COMP9814 11s1 NLP Assignment

As for the COMP9414 NLP Assignment, plus the following:

Using the tagged corpus at http://www.cse.unsw.edu.au/~billw/cs9414/notes/corpora/austen_tagged as your test data, write a program (in Perl, C, or Java) to compute lexical category and bigram statistics.

Use your program to produce a report, listing the lexical categories (tags) in alphabetical order, along with the number of each lexical category that was found. After all the lexical category counts are printed, your report should list the bigram counts found, also in alphabetical order. E.g.

...
VERB: 273
...
AUX ADV: 23
...
(The figures above are fictitious.)

It is OK to "hard-wire" the tagset into your program, if you wish to do it that way.

Due date

Submit your program using the UNIX command:

give cs9414 extnlp statscode.c statsreport.txt
Where statscode.c (or statscode.java or statscode.pl or ...) is your program. You can include a Makefile if you feel it necessary. If you wish to write your solution in another language please send a request to billw.

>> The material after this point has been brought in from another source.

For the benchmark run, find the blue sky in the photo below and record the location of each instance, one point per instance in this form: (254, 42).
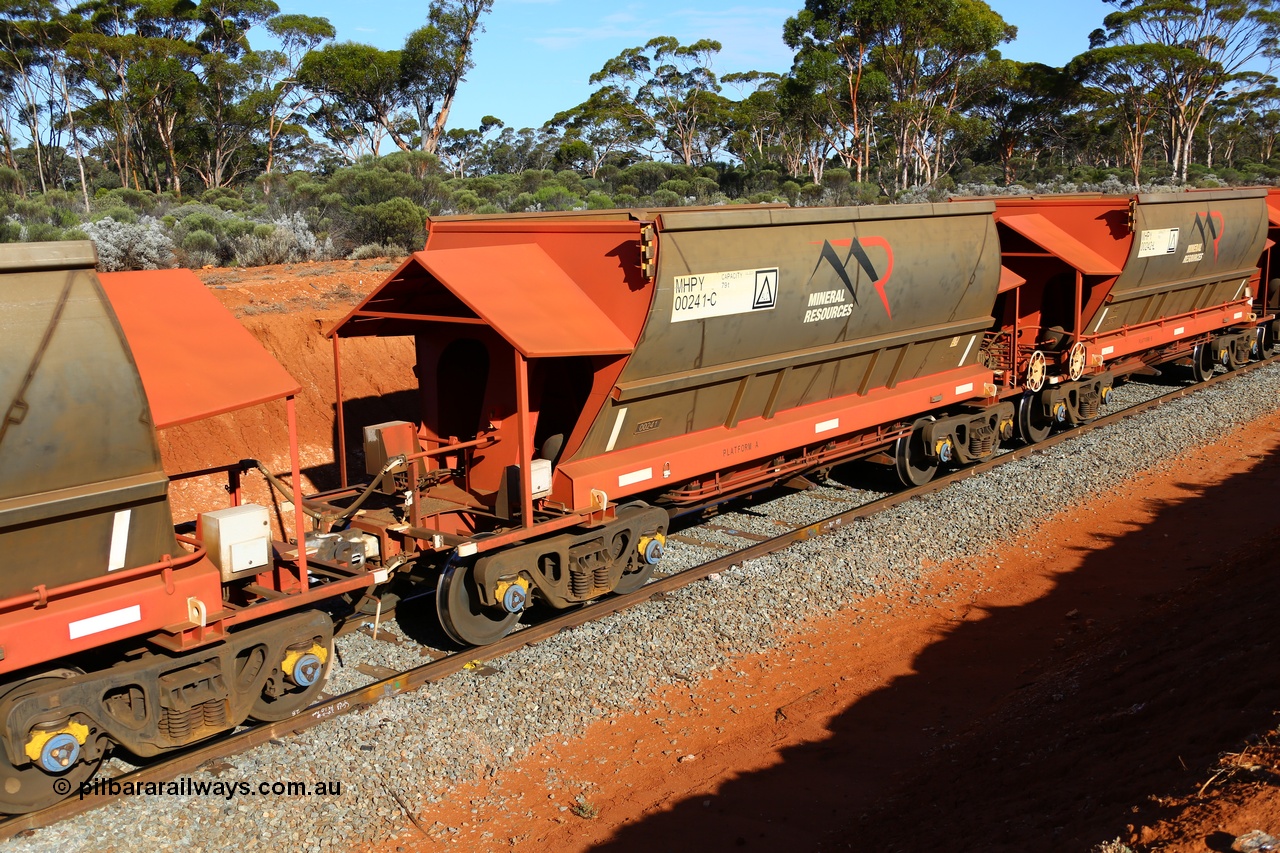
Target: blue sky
(535, 56)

Note that two submissions are required for this final assignment for COMP9814 students - you also need to submit the COMP9414 part using

give cs9414 nlp nlp-soln.pl

Due date: 11.30pm on Friday of week 13 (Friday 3 June, 2011).

Don't forget to check that your code works on a CSE machine, in exactly the form that you will be handing it in, immediately before submission. Even if you just add an extra line of comments, re-test before submission!

The work you submit must be your own, except where you acknowledge another source.

This specification © UNSW & Bill Wilson, 2011